Lo stile del perfetto oratore, tuttavia, non deve riecheggiare quello ciceroniano in modo pedissequo e manieristico: Quintiliano auspica soprattutto l'equilibrio fra i due eccessi più in voga al momento, quello dell’asciutto arcaismo e quello dell'asianesimo sovraccarico ed ampolloso (Lucano) oppure conciso e martellante (Seneca); per questo suo ideale di equilibrio classico Quintiliano sarà molto amato dalla cultura del Rinascimento.

Come Cicerone, così anche Quintiliano è convinto che il buon oratore debba possedere un'ampia cultura; tuttavia per lui la filosofia appare meno importante che per Cicerone.

L'intellettuale e il potere:

Quintiliano nel 12° libro dell’Institutio affronta il delicato tema dei rapporti fra l’intellettuale ed il potere imperiale.

Egli accetta l'autorità del principato, ma non incondizionatamente: deve trattarsi di un "buon" principato, di un governo illuminato che permetta all’intellettuale di ritagliarsi i suoi spazi di indipendenza e di dignità professionale, di svolgere un ruolo importante per il principe e per la società, evitando gli opposti eccessi (deprecati anche da Tacito) della sterile opposizione al principato e del servilismo, fungendo da guida per il senato ed il popolo.

Il suo è per molti versi un giudizio miope ed antistorico: in una realtà come quella del principato, la sola libertà possibile per un intellettuale "integrato" è quella dell’ossequio nei confronti delle direttive di regime, e se la situazione può apparire positiva è solo perché si verifica casualmente una coincidenza di vedute tra il letterato ed il princeps: in caso contrario non vi sono correttivi possibili ed all’intellettuale non resta che il silenzio.

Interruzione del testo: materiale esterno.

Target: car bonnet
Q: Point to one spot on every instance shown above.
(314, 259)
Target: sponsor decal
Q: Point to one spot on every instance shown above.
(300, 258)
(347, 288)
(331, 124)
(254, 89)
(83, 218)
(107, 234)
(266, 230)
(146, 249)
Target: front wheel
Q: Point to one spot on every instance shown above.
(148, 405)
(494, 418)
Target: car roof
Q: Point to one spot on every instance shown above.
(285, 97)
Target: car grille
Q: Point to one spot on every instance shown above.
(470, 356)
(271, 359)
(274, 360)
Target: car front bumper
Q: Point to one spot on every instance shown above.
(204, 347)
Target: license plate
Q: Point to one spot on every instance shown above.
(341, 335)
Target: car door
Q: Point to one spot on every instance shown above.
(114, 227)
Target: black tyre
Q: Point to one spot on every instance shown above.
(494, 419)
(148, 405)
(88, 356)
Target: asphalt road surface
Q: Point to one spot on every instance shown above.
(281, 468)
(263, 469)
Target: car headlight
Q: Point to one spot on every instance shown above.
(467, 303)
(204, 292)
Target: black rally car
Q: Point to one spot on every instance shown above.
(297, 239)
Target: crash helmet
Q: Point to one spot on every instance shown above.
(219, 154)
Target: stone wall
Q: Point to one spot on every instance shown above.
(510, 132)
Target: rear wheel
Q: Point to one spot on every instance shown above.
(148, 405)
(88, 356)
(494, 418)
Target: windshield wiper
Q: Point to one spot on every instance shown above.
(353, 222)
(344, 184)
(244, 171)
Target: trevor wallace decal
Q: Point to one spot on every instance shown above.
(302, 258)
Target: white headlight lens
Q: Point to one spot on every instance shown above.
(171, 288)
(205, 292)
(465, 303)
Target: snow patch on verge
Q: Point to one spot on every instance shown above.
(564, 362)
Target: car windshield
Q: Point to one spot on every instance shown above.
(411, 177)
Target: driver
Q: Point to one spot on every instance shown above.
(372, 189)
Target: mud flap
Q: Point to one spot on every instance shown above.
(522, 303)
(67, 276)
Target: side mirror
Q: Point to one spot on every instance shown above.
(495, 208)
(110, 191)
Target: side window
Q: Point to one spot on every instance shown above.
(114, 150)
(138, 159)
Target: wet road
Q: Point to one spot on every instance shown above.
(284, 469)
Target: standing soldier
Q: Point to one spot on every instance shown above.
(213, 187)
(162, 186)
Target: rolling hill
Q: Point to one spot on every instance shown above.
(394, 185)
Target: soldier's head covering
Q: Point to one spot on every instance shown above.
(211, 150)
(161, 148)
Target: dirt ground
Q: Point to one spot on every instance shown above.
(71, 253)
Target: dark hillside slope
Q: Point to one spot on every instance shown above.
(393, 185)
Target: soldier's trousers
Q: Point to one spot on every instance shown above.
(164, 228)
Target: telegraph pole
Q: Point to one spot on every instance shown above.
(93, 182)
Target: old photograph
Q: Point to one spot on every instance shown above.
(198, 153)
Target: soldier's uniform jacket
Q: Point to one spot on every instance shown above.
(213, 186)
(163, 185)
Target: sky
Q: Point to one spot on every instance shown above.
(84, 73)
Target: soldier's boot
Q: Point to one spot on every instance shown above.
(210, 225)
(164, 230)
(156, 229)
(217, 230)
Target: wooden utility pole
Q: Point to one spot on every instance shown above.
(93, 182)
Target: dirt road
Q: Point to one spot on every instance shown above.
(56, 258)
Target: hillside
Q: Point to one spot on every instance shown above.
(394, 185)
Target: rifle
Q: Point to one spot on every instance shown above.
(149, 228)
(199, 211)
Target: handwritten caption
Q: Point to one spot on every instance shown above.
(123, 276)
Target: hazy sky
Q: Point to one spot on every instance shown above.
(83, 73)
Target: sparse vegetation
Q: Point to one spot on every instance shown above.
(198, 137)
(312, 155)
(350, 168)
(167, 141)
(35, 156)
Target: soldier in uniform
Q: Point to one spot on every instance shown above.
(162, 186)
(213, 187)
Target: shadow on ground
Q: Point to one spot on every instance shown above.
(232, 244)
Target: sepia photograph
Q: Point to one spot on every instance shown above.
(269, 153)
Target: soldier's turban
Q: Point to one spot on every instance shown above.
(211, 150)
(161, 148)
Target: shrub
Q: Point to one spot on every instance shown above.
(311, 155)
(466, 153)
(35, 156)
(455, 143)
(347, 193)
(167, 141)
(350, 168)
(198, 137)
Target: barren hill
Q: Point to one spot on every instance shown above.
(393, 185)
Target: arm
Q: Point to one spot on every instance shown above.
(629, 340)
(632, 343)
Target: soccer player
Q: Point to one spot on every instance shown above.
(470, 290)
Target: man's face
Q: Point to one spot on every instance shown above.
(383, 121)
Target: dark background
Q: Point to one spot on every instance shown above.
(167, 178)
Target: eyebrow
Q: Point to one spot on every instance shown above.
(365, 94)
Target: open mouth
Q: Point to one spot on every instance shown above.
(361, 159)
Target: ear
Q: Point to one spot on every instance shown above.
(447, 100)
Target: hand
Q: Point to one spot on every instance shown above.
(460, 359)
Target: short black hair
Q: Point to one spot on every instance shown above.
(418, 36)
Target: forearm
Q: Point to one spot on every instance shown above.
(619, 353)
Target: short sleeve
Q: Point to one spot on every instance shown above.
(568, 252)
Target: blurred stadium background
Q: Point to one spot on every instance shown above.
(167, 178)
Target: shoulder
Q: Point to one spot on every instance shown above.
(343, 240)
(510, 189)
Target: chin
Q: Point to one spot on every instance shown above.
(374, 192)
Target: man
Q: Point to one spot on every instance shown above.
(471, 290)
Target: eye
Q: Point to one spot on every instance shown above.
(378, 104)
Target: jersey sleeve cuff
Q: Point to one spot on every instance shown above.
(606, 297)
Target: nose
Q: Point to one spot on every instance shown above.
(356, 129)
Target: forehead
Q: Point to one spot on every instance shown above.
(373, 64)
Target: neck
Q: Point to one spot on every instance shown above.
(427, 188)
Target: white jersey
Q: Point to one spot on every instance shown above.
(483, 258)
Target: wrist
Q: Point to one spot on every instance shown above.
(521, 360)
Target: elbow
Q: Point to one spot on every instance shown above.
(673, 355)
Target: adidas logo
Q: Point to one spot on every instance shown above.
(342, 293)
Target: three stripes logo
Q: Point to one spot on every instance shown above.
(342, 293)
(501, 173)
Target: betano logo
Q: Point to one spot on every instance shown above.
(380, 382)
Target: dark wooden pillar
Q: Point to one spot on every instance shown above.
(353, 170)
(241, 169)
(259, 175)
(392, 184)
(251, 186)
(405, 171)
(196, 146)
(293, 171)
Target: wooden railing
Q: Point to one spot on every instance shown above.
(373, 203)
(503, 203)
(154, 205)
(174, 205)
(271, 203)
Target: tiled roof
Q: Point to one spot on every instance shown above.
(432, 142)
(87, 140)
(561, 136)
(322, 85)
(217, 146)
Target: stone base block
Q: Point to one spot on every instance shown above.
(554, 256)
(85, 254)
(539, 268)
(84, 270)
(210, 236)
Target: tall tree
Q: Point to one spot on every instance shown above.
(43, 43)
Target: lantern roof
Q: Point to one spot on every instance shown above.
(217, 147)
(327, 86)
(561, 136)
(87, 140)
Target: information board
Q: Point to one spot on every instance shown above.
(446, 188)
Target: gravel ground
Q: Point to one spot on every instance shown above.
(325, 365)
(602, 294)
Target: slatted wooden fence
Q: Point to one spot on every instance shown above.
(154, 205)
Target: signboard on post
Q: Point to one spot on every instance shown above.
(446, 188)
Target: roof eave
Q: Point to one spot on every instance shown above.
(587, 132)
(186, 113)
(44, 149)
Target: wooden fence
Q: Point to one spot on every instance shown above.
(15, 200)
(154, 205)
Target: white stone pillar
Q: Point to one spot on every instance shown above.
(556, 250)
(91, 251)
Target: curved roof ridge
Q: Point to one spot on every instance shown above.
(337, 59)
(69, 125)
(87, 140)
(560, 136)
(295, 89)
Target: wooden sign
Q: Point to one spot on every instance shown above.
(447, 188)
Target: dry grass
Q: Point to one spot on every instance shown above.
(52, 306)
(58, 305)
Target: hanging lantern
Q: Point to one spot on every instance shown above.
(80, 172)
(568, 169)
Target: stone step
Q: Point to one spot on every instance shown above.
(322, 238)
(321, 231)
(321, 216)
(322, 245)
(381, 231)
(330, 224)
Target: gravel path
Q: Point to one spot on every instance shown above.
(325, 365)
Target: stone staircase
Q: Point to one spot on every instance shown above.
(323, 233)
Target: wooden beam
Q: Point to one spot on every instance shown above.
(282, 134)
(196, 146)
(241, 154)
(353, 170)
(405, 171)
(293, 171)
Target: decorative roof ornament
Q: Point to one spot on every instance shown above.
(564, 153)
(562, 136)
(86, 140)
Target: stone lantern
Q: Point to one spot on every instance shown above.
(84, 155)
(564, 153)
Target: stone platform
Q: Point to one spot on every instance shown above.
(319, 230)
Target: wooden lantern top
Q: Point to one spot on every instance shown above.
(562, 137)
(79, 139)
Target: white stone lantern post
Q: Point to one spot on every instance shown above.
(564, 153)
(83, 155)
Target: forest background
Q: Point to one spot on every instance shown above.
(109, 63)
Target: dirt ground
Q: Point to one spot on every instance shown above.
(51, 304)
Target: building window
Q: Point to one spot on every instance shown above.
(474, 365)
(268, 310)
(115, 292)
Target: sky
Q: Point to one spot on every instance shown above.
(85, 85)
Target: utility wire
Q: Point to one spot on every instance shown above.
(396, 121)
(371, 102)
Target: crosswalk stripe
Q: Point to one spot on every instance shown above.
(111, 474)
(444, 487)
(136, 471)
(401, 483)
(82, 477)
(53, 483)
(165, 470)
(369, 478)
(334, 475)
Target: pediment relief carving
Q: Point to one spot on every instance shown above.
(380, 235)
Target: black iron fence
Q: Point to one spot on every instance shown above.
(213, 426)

D’altronde come potrebbe essere diversamente, quando l’oratore non è che un subalterno (principescamente stipendiato!), un "burocrate della parola" (Conte), un onesto funzionario che comunica al pubblico le direttive del princeps, mediate dalla forma letteraria?

Ben più lucida sarà la diagnosi formulata da Tacito (se è suo il Dialogus de oratoribus), secondo il quale la fine della libertà repubblicana ha determinato di fatto per gli intellettuali, e per gli oratori in particolare, la perdita di ogni incidenza politica e l’impossibilità di ricoprire un ruolo socialmente rilevante (di qui la decadenza dell’eloquenza e della cultura in genere).